In numerous studies the quality of education provided at home has been found to be superior to those provided in schools.

As the evidence accumulates, homeschooling is only better established as a valid and truly effective educational option.

This page will provide some research and statistics information to support this statement.

Research in the USA

Formal research studies have been conducted by the National Home Education Research Institute (NHERI) in the USA, as well as the Home School Legal Defence Association with published reports, including:

  • "Strengths of Their Own: Home Schoolers Across America."(1997)
  • “Homeschool Report 2009 : Academic achievement and Demographics”(2009)
  • Home Educated and NowAdults: Their Community and Civic Involvement, Views About Homeschooling, and Other Traits
  • “Homeschooling grows up”
  • Research facts on homeschooling

Following summaries of the reports' most significant findings:

(note that these are only a few, for more complete info see the reports available from NHERI or HSLDA)

  • Homeschoolers are still achieving higher scores than their public school counterparts—no matter what their family background, socio-economic level, or style of homeschooling.

  • The study also found that whether or not parents were teacher-certified had no impact on these high scores.

  • Homeschool graduates are active and involved in their communities.

  • Taking all things into consideration, 59% of the subjects reported that they were “very happy” with life, with another 39% declaring that they were “pretty happy” – this implicates that nearly all home educated students are pretty content with life in general.

  • 73% of home educated students’ perspective on life in general is that life is exciting compared to less than 48% of their general US counterparts finding life exciting. More than 50% of non-homeschooled children find life boring.

  • Homeschool students are increasingly being actively recruited by colleges.

  • The home-educated are doing well, typically above average, on measures of social, emotional, and psychological development. Research measures include peer interaction, self-concept, leadership skills, family cohesion, participation in community service, and self-esteem.

  • Homeschooling gives young people an unusual chance to ask questions such as, “Who am I?” and “What do I really want?”

Other interesting findings:

  • The vast majority of the parents of homeschoolers are married.

  • The families had an average of 3.5 children compared to the general population’s average of 2.0 children.

  • The homeschooling parents’ formal education level was above average (but the homeschooled students whose parents did not have college degrees still performed at the 83rd percentile).

Research in South Africa

In South Africa, Ms. Dierdre Bester has done research at the University of South Africa (UNISA) with the following summaries:

Children who receive home education perform much better in academics than their school counterparts and they are very well adapted socially.

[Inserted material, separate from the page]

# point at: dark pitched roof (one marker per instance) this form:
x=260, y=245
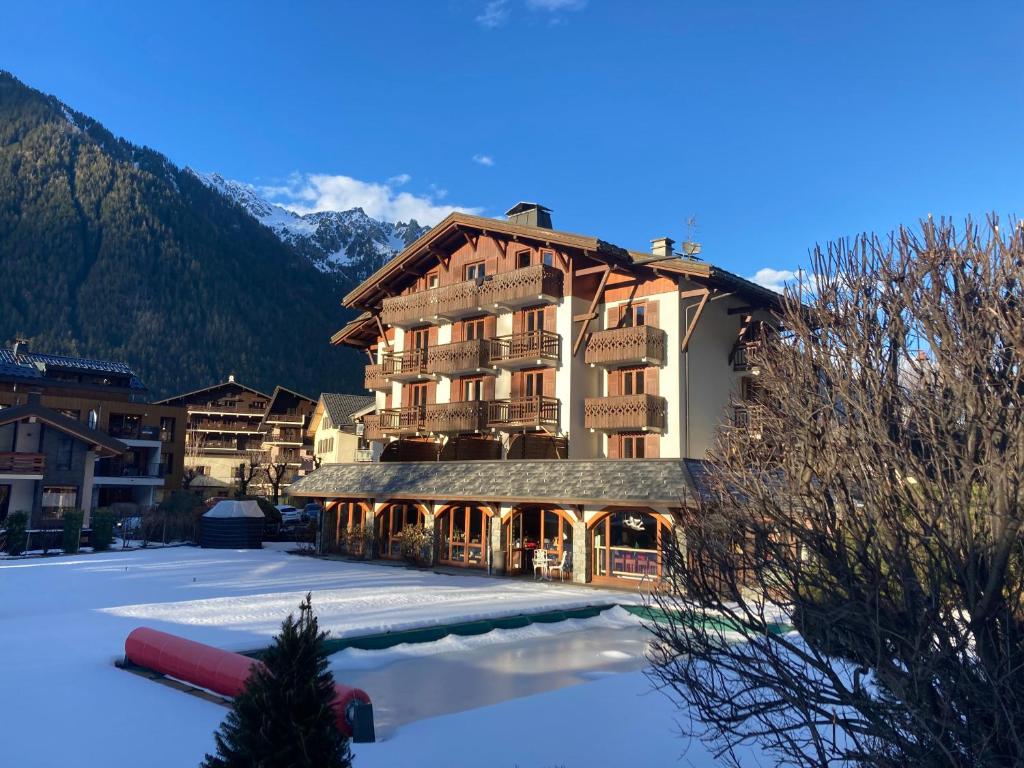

Home educated children have

  • a greater sense of responsibility,
  • a positive self-image,
  • improved self confidence,
  • a positive outlook on life,
  • better time management skills,
  • own opinion formation and better decision making ability,
  • the ability to define and pursue own goals, and
  • an independent work attitude.

Bester also stated that one must never assume that positive socialization happens in schools – in fact quite the opposite can be true.

Homeschoolers can usually relate better than average both horizontally and vertically, take leadership positions often, has positive role models, have the tendency to build quality friendships and their self image is not dependent on group pressure.